1. Cannot SSH into NS1 and NS5 nodes, need to preserve data (PhD simulations)

Cannot SSH into NS1 and NS5 nodes, need to preserve data (PhD simulations)

Home Forums FPGAs in FABRIC Cannot SSH into NS1 and NS5 nodes, need to preserve data (PhD simulations)

Tagged: 

Viewing 3 posts - 1 through 3 (of 3 total)
  • Author
    Posts
  • #9188

    Hello,

    I am user daniloassis@utfpr.edu.br, working on the project “Vanets and Fanets simulations for research”.

    I have several slices/nodes in this project (NS1, NS2, NS3, NS4, NS5, NS6, NS7, NS8, NS9, Dados, etc.). Until recently, I was able to SSH into all of them normally using my current SSH key.

    However, now I can no longer log into nodes NS1 and NS5, while all the other nodes in the same project are still accessible with the same SSH configuration and key.

    The issue started after the workstation I use to access FABRIC had a crash in the graphical interface (desktop). After rebooting my local machine, I was still able to SSH into the other nodes in the project, but NS1 and NS5 became inaccessible.

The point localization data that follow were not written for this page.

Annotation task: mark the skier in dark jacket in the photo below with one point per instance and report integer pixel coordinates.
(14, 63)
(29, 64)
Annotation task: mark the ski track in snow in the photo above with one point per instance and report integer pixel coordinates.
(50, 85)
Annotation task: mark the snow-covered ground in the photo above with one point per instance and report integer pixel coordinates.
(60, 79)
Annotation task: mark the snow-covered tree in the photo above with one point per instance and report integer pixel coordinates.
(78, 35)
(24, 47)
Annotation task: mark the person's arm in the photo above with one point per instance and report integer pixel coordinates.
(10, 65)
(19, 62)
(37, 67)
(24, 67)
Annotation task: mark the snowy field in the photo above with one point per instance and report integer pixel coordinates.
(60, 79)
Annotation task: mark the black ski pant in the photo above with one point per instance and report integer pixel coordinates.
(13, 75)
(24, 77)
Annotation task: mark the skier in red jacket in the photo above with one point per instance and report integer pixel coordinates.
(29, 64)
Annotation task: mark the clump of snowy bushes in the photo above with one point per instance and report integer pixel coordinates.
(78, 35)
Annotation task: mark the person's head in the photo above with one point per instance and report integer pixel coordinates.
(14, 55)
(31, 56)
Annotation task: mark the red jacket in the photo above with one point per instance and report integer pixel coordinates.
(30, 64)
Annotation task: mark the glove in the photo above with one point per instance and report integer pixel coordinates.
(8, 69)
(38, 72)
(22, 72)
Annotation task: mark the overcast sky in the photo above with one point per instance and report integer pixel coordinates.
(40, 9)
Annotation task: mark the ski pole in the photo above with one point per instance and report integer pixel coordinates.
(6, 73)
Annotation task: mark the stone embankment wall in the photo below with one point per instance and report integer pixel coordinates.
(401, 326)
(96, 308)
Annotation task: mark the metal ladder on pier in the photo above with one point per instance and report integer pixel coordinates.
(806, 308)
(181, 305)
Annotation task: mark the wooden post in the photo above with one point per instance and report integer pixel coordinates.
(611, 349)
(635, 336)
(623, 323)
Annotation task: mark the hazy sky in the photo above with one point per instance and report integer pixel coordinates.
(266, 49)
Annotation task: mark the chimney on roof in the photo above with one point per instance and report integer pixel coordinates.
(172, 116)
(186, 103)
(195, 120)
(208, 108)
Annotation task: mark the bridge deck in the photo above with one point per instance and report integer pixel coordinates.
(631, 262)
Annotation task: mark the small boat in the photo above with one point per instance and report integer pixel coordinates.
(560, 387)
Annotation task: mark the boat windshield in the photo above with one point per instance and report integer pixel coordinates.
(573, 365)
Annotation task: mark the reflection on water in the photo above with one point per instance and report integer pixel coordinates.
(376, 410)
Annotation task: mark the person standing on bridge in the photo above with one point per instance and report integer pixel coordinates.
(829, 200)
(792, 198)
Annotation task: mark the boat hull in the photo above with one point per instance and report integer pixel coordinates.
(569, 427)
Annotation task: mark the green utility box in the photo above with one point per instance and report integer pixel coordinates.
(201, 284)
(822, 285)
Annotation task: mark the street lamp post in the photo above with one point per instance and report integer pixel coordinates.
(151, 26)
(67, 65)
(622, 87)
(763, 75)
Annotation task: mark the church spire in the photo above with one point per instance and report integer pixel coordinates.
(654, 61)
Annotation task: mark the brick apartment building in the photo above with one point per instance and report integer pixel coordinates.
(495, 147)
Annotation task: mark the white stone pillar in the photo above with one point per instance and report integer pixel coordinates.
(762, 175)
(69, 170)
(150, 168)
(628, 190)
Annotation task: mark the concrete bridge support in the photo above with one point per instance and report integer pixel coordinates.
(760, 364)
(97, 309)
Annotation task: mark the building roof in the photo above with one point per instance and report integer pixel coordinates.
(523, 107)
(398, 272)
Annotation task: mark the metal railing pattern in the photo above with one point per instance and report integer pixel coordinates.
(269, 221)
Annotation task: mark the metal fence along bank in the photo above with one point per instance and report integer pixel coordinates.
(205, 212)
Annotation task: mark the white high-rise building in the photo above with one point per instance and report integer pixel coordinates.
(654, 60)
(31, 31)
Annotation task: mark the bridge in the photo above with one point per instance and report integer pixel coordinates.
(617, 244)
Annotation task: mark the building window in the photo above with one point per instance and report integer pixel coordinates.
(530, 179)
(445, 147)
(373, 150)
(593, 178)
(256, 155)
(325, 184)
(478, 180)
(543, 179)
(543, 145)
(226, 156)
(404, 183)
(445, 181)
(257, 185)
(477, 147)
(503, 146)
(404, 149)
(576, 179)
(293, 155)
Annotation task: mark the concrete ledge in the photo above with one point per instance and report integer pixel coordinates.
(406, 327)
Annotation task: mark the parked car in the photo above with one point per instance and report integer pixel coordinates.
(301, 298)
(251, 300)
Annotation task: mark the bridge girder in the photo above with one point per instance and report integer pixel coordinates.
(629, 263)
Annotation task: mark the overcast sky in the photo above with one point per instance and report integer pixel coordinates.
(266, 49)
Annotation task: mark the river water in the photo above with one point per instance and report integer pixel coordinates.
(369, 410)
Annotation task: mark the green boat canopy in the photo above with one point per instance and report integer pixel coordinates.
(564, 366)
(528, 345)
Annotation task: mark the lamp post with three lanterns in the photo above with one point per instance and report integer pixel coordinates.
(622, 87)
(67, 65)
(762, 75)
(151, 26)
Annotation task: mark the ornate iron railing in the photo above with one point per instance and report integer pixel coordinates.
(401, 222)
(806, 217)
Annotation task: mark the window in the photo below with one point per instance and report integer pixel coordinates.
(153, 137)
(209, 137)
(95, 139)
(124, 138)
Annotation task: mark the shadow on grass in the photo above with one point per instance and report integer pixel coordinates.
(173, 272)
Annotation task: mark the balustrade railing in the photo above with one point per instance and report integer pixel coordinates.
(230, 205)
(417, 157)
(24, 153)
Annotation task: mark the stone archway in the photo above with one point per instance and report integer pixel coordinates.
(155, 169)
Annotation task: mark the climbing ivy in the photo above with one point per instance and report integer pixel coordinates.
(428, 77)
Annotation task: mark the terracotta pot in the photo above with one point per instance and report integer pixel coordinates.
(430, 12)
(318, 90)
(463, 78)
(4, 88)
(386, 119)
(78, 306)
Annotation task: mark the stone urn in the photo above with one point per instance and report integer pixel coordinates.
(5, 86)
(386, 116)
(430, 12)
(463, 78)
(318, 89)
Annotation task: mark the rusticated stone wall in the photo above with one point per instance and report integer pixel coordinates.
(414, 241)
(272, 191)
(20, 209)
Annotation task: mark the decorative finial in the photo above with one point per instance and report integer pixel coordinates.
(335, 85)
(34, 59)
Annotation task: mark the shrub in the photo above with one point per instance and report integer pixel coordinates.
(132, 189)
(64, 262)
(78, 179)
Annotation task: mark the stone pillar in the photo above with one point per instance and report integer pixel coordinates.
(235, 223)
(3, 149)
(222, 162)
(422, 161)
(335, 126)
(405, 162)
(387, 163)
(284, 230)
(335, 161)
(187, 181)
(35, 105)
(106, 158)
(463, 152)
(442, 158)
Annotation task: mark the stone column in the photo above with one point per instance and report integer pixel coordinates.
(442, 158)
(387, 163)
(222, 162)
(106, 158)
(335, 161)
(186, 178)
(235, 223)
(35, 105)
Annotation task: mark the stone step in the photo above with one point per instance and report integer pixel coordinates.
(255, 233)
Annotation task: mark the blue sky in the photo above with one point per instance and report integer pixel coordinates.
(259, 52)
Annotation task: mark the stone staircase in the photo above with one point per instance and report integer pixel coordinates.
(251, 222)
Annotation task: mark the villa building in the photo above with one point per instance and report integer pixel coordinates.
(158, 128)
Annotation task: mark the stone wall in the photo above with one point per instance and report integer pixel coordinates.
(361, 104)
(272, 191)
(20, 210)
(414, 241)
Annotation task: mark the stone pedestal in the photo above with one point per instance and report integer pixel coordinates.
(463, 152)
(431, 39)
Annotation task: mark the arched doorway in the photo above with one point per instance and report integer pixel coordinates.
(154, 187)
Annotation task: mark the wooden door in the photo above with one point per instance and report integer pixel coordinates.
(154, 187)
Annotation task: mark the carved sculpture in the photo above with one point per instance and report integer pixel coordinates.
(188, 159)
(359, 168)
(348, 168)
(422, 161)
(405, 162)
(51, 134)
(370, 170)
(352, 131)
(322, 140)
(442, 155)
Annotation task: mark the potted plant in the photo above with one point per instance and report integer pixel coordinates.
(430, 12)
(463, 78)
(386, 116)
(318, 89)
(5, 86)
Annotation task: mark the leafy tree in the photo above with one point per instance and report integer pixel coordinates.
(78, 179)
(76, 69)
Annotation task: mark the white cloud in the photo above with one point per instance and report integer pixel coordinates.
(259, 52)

    When I try to SSH into one of the problematic nodes (for example NS5 at 2607:f018:110:11:f816:3eff:fefe:d0e9), I get the following error (with -vvv):

    Authentications that can continue: publickey
    Next authentication method: publickey
    Offering public key: /root/.ssh/silver ECDSA …
    Auth methods that can continue: publickey
    No more authentication methods to try.
    ubuntu@2607:f018:110:11:f816:3eff:fefe:d0e9: Permission denied (publickey).

    The same SSH key and configuration work correctly for the other nodes in the project (e.g., Dados, NS2, NS3, NS4, NS6, NS7, NS8, NS9).

    Additionally, when I run the addkey POA for my slices, it succeeds on most nodes but fails specifically on NS1 and NS5. The error messages are:

    For NS5:

    POA – 95a4f6ea-7516-4f92-b9e3-2a37134f6ecf/addkey failed with error:
    Exception during poa for unit: cfe0da27-fa20-4ee9-8087-3d4a7e7ba283
    msg Playbook has failed tasks: All items completed

    For NS1:

    POA – cd4bde74-7a9f-4ca6-aec7-0963ad7b47ce/addkey failed with error:
    Exception during poa for unit: b8a6f13a-667c-4bbf-b6c5-eba2a0eda936
    msg Playbook has failed tasks: All items completed

    These nodes contain important simulation data for my PhD research, so I cannot delete or reprovision NS1 and NS5, as I need to preserve the data stored on their disks.

    Could you please:

    1. Investigate why SSH public key authentication is failing only on NS1 and NS5, while it works on the other nodes in the same project, and why the addkey POA is failing for these two nodes; and

    2. Either:

    force-install my current SSH public key for user ubuntu on NS1 and NS5 so I can log in again, or

    attach/mount the disks of NS1 and NS5 on a new VM/slice so that I can recover and copy my simulation data.

     

    If you need more details (exact slice names, site names, or timestamps), I will be happy to provide them.

    Thank you very much for your help.

    Best regards,
    Danilo Assis
    UTFPR – PhD student

    #9189
    Komal Thareja
    Participant

      Hi Danilo,

      I found that the authorized_keys file on both NS1 and NS5 was empty, which is why SSH—whether through the admin key or the Control Framework—was failing resulting in POA/addKey failure. It seems this may have happened unintentionally as part of the experiment.

      I’ve manually restored SSH access so the Control Framework should now function properly, including POA. Could you please try adding your keys to these VMs again using POA? That should re-establish your SSH access.

      Please be careful not to remove or overwrite the authorized_keys file in the process.

      Best,

      Komal

      #9190

      Yes, I managed to connect. Thanks for your help.

    Viewing 3 posts - 1 through 3 (of 3 total)
    • The topic ‘Cannot SSH into NS1 and NS5 nodes, need to preserve data (PhD simulations)’ is closed to new replies.